Generally, based on the both specifications, there is little evidence
to support the existence of neutrality of money supply stance in
Malaysia no matter in long run or short run. Moreover, the short run
influences are mostly due to the unanticipated money supply, especially
in the model of M2 and M3. The findings are in line with the nonneutralists
(Bilquees, Mukhtar, Sohail and Arintoko) where money is
non-neutral at all time. Monetary aggregation has long run and short
run causality relationship with real output. While taking a closer look
from the Granger Causality test, money supply, M1, M2 and M3 has
uni-directional causality relationship towards real output as in **Figures
1-3**. This implies that, money can be used as the nominal targeting to compliment the descretionary macroeconomic policy in Malaysia.

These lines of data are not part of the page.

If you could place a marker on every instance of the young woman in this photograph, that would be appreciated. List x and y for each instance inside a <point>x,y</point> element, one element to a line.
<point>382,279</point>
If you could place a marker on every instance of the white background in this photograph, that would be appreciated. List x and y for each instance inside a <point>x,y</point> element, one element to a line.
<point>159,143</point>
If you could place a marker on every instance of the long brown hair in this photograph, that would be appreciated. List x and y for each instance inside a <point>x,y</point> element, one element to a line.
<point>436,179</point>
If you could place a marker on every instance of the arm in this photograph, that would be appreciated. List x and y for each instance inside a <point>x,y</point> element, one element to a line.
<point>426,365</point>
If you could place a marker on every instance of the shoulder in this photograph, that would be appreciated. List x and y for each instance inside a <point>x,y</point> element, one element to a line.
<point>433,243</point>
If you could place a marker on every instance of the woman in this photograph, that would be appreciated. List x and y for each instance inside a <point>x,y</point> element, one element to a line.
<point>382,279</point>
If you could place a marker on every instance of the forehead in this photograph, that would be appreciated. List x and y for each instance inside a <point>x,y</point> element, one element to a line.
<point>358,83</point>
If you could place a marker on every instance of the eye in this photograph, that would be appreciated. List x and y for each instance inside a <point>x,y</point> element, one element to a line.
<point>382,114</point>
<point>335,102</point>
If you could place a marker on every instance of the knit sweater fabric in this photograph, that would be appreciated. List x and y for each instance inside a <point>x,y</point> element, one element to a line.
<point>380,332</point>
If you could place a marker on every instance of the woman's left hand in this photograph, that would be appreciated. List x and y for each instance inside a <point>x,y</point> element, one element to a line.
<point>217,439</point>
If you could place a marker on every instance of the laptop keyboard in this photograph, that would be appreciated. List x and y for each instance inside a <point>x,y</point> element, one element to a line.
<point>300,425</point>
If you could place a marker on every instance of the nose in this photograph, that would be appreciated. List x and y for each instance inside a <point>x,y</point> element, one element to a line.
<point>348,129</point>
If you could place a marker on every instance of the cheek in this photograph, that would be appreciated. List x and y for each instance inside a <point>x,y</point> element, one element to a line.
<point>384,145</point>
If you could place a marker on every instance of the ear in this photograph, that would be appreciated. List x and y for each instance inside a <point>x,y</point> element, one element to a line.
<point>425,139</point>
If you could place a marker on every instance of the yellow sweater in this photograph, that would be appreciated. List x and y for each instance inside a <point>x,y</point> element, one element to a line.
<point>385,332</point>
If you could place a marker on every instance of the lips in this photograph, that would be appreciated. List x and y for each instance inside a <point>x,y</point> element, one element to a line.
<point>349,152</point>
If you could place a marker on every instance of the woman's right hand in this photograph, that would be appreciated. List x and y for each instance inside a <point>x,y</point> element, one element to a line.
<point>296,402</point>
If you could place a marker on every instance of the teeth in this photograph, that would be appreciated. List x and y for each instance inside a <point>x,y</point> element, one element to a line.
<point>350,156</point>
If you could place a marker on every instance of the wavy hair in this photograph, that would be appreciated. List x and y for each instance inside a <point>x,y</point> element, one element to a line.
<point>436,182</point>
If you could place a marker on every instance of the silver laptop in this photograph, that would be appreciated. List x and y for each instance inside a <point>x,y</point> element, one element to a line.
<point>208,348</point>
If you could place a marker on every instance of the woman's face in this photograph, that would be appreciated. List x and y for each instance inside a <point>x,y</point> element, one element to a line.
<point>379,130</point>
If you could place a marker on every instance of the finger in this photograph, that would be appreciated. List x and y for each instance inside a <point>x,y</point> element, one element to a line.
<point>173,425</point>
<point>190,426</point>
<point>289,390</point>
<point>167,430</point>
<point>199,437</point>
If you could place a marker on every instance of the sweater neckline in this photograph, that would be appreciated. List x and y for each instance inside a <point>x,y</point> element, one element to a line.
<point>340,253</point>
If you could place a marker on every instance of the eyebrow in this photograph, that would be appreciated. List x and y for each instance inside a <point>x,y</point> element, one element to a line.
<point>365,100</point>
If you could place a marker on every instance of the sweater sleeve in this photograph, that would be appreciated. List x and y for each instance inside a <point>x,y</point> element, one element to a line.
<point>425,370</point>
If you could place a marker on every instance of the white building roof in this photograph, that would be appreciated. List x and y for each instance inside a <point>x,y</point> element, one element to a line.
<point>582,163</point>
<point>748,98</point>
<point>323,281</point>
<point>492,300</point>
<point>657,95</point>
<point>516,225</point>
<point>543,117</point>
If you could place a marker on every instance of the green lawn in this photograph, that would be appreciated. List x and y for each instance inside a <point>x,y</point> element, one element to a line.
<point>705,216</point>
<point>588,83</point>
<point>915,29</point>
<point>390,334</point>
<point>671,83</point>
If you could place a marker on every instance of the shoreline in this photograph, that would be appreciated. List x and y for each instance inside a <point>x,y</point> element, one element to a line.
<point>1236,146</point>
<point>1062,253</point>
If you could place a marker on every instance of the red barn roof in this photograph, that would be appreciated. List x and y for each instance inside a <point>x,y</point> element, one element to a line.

Since money is non-neutral, it is suggested that, based on nonneutralist
point of view, fixed but adjusted exchange rate regime or an
intermediate exchange rate regime is more suitable to be implemented
in Malaysia. Therefore, the decision on pulling out from fixed exchange
rate regime which had implemnted since 1998 had proven a plausible
move by the Malaysian policy makers. In a nutshell, the advantages
of implementing managed float exchange rate regime with frequent
intervention by Bank Negara Malaysia is more than the disadvantages
of not implementing it. Although this paper has employed extensive
method to examine the relationship between money supply and real
output in Malaysia, but, it does not link the findings to the prices,
inflation and interest rate in Malaysia. Based on the proposition of
neutrality of money, money supply is not able to influence the real
output but it does towards the nominal variable such as prices, inflation
and interest rate. Therefore, in future, the research should incorporate
with the nominal changes in order to provide a more extensive view on
how money supply influence Malaysia’s economic.

^{1}Serletis & Koustas (1998) performed money supply neutrality test towards Australia, Canada, Denmark, Germany, Italy, Japan, Norway, Sweden, United Kingdom and United States.

^{2}Result available upon requested from authors.